Estamos marcados, en esencia, por el desprecio de los de arriba hacia los de abajo y por el resentimiento de los de abajo hacia los de arriba. Escupirle al agente su condición de “asalariado de mierda”, entonces, no fue la saludable arenga libertaria del que responde, por vez primera, a los abusos policiales perpetrados, por ejemplo, en un sistema autoritario, sino el mero insulto de alguien que menosprecia a un individuo inferior; tan insignificante socialmente, de hecho, que ni el uniforme le otorga “categoría”.
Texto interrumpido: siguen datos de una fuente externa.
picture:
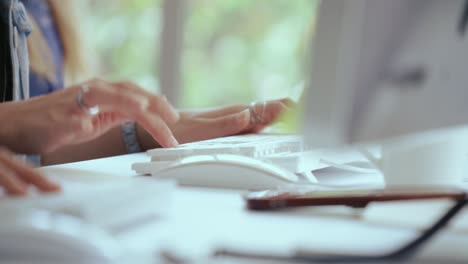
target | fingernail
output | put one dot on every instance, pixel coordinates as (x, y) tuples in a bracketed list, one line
[(176, 115), (144, 104), (173, 142), (245, 115)]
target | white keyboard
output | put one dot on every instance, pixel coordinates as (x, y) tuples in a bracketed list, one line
[(281, 150)]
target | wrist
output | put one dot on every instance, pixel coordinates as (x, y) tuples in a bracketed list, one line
[(130, 137)]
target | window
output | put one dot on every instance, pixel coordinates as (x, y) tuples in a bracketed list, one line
[(233, 50)]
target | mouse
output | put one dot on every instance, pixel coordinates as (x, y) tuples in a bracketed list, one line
[(31, 236), (224, 171)]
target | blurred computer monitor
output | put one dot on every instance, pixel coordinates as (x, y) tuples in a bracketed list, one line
[(386, 70)]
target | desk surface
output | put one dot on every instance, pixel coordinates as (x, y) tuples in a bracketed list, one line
[(202, 220)]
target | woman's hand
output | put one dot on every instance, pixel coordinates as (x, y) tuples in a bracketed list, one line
[(224, 121), (45, 123), (16, 176)]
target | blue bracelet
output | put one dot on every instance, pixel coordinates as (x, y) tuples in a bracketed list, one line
[(129, 136)]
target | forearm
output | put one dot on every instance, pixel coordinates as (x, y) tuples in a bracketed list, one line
[(109, 144)]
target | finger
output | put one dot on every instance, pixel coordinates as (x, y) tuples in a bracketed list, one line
[(157, 104), (288, 102), (224, 126), (221, 111), (27, 175), (108, 98), (158, 129)]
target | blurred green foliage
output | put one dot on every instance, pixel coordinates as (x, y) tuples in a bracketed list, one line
[(235, 51)]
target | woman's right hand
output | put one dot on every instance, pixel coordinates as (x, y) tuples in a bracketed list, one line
[(16, 175), (43, 124)]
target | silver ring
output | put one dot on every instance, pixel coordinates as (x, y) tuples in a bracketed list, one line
[(255, 118), (91, 110)]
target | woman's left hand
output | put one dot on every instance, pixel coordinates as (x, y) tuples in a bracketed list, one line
[(230, 120)]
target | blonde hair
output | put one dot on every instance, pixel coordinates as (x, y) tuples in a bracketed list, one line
[(40, 55)]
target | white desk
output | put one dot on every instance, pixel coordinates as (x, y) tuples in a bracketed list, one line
[(201, 220)]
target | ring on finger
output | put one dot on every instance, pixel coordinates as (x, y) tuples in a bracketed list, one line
[(255, 117), (91, 110)]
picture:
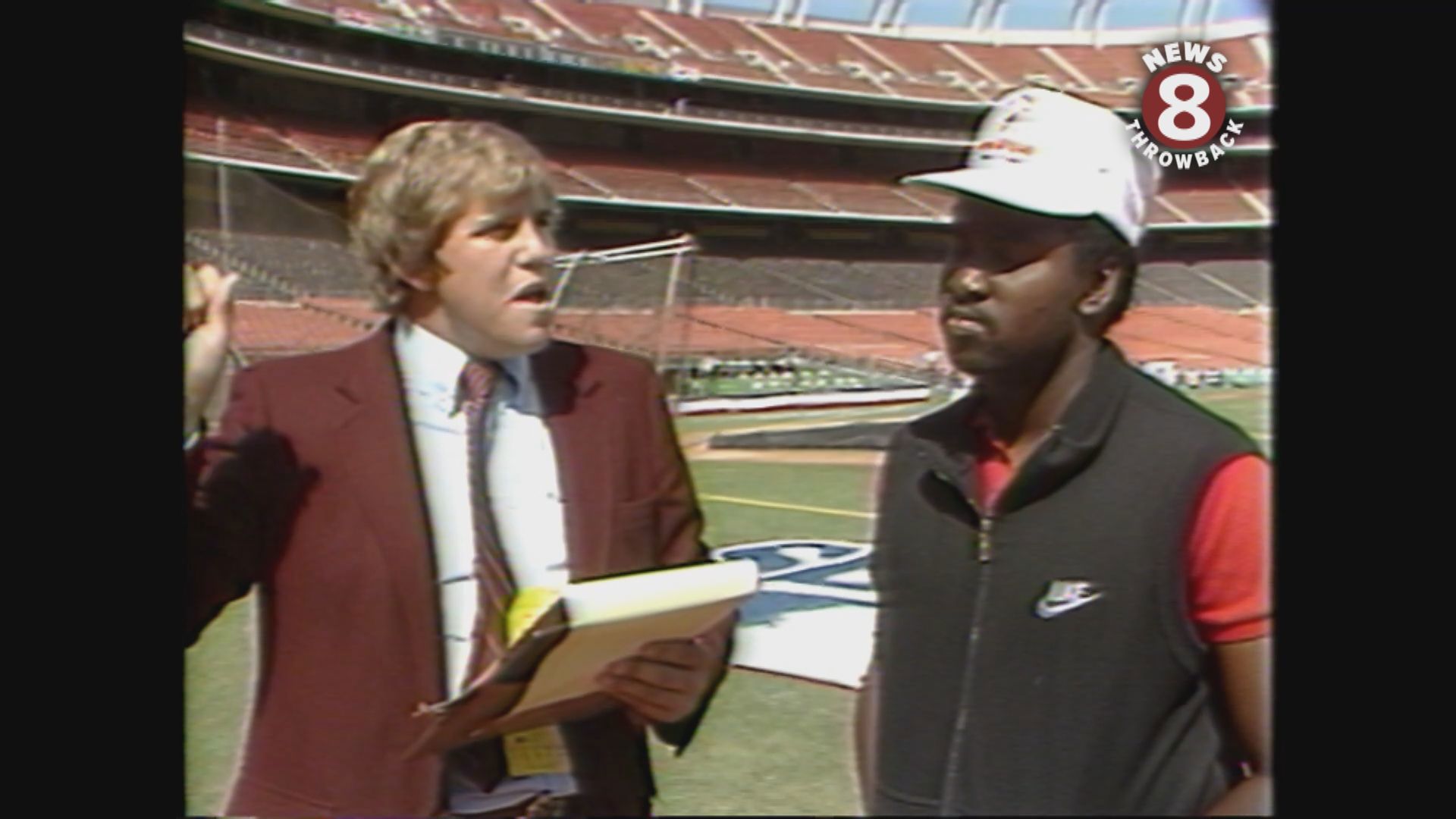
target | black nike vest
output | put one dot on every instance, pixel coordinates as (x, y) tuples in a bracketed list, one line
[(1107, 706)]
Por ello mismo es que no nos despiertan gran solidaridad los muchachos de nuestras fuerzas armadas siendo que encarnan, en toda su dimensión —y su grandeza, diría yo—, al pueblo de México, usado el término en la acepción de “gente común y humilde” que nos ofrece el diccionario: las diatribas contra el Ejército, a pesar de que sigue siendo la institución más respetada de la República, no dejan de llevar ese tufo de desestimación profunda que guardan aquellos que de ninguna manera están dispuestos a identificarse con las clases bajas. Nuestro Ejército, bajo sospecha permanente desde que el poder político lo implicara en los sucesos de 1968, es el cuerpo más “popular” de la nación. ¿Es, acaso, el más entrañable para todos los mexicanos? No estoy tan seguro. Una vez más, estamos hablando de un país dividido en clases sociales que no se reconocen entre sí.

La dignificación de los cuerpos policiacos —un asunto tan urgente, por cierto, como para que al rector de la Universidad Nacional no le parezca ya indigno el ofrecimiento de que sus estudiantes se incorporen a la policía— pasa entonces por la instauración de una república de iguales, de individuos que se sientan merecedores de los mismos derechos, más allá de que lleven uniforme o de que desempeñen las tareas más ingratas que pueda ofrecerles el mercado laboral.

La empresa, no hay que aclararlo siquiera, es colosal porque la sociedad mexicana está marcada, de origen, por una desigualdad prácticamente estructural, una disparidad hecha de diferencias, digamos, raciales —el color de la piel, los rasgos de la cara o la propia estatura—, educativas —la formación en una escuela pública en oposición a los estudios en un centro de estudios privado, el dominio de idiomas extranjeros, la obtención de un título universitario, la carencia absoluta de habilidades orales o la imposibilidad de comprender un texto escrito—, y sociales —la “cuna”, el nivel económico, las relaciones con el poder, la capacidad de acceder a los privilegios, la condena de la pobreza, la falta de oportunidades, etcétera—.

El combate a la desigualdad es —y seguirá siendo, durante años enteros— la gran asignatura pendiente de este país. Mientras tanto, muchos policías seguirán agachando la cabeza.